Ok

En poursuivant votre navigation sur ce site, vous acceptez l'utilisation de cookies. Ces derniers assurent le bon fonctionnement de nos services. En savoir plus.

Vu de la place Victor-Hugo - Page 833

  • Hellénisme et germanisme : Athènes et Berlin

    Hellénisme et germanisme : Athènes et Berlin

    Les derniers événements survenus à Athènes montrent que l’abîme grec est insondable, que la logique européenne ne fonctionne plus vraiment dans ce pays qui fut pourtant, durant l’Antiquité, le berceau de notre civilisation, même si ce dernier terme se voit affublé de sous entendus inquiétants, voire infondés, depuis quelques jours.

    J’ai été choqué par l’apparition de quelques images et slogans, représentant la chancelière fédérale en uniforme nazi. C’est une insulte à la moralité de cette fille de pasteur qui a toujours été inspirée dans son action politique par de grands principes éthiques. Dans son pays, elle a toujours combattu avec une grande rigueur toutes les résurgences de l’idéologie national-socialiste. Alors pourquoi recourir à de telles assimilations, aussi injustes qu’infondées ?

    Il est difficile d’apporter une réponse unique à cette question mais on peut dire, sans crainte de se tromper, que la Grèce contemporaine n’est pas vraiment celle de Socrate, Platon et Aristote, tous philosophes amis de la vérité et formés à la stricte morale stoïcienne. Ce ne sont plus des principes qui guident les hommes politiques grecs, de droite comme de gauche, depuis longtemps.

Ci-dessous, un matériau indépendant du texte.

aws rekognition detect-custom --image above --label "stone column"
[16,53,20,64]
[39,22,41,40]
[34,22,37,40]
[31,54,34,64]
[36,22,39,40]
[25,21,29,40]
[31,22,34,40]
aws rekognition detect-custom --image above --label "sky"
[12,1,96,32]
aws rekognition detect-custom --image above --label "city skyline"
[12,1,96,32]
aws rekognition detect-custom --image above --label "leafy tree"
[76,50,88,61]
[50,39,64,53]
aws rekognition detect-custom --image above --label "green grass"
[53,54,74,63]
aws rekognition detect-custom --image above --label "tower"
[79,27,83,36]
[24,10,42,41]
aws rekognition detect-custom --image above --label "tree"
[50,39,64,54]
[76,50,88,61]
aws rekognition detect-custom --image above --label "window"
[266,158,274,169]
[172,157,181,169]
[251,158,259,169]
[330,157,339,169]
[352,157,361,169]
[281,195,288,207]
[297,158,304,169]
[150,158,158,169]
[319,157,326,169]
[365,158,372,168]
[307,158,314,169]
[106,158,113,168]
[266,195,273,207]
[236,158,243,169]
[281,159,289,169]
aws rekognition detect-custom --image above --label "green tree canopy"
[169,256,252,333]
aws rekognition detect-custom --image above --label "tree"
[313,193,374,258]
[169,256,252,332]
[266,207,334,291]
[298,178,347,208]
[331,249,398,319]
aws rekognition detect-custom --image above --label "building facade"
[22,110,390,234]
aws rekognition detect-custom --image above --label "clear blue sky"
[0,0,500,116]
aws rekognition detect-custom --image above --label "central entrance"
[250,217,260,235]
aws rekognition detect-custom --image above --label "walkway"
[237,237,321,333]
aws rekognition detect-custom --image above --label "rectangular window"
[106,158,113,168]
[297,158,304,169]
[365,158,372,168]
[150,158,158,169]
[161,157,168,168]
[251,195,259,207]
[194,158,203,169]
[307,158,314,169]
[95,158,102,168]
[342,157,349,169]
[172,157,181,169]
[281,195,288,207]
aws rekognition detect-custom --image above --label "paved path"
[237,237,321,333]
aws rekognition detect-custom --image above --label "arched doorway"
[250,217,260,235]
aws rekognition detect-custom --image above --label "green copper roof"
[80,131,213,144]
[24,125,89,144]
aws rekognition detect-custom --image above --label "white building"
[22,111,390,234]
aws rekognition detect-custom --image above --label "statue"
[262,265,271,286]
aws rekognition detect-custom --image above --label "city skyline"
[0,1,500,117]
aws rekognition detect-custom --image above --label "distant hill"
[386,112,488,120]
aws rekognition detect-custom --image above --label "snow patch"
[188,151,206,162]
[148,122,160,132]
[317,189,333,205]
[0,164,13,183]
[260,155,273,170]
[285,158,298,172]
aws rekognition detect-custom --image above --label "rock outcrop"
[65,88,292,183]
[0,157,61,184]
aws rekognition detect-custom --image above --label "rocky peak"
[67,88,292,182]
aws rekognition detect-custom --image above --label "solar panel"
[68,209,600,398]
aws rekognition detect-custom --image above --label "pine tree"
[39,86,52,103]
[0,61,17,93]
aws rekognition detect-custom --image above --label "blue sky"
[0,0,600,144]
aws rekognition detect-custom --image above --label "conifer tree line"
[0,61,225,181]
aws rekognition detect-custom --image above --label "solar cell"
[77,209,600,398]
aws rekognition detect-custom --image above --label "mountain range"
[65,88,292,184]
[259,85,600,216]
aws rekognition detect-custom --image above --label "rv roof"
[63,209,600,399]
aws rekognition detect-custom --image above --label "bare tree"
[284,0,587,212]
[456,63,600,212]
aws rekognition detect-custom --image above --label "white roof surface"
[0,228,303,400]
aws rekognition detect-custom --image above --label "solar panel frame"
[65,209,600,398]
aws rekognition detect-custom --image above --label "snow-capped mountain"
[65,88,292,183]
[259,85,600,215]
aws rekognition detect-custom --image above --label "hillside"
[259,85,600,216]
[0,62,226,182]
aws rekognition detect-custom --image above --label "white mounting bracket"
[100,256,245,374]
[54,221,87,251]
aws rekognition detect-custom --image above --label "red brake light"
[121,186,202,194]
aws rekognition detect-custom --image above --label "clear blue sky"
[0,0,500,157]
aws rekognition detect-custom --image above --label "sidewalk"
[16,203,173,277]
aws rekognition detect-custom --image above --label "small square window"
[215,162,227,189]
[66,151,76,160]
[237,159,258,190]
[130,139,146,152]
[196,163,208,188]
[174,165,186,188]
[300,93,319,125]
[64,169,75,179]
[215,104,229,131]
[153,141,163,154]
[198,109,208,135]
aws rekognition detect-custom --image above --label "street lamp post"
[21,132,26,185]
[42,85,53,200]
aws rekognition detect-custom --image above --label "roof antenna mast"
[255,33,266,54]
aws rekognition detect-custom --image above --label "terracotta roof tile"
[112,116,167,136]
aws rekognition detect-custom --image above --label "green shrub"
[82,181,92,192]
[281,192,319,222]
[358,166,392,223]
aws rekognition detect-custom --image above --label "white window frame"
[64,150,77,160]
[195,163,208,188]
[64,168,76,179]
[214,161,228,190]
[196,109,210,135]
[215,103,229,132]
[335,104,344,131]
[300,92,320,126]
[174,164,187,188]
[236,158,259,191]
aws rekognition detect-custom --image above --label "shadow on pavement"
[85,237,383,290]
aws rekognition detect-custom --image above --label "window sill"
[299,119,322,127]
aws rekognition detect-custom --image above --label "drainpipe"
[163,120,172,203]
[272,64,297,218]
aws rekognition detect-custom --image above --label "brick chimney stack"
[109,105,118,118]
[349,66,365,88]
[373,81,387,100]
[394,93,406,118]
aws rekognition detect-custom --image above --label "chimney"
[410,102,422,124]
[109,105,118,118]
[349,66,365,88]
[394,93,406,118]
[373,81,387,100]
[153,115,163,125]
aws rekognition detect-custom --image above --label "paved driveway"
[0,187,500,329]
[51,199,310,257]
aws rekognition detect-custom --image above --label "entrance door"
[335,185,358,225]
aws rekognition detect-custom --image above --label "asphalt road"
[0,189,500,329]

    Certes, le gouvernement allemand, suivi et parfois même précédé par une presse très remontée contre Athènes, développe à longueur de colonnes, des thèmes qui pourraient être perçus comme l’expression d’une arrogance ou d’une supériorité germanique. Hier encore, on pouvait lire un slogan porté par des manifestants à Athènes, Merkel, raus ! Ce n’est pas convenable et les Grecs intelligents le savent bien : leur pays n’est plus administré depuis longtemps, ses recettes fiscales sont devenues pratiquement inexistantes, la plupart des armateurs s‘ingénient à ne jamais payer le moindre euro d’impôt chez eux…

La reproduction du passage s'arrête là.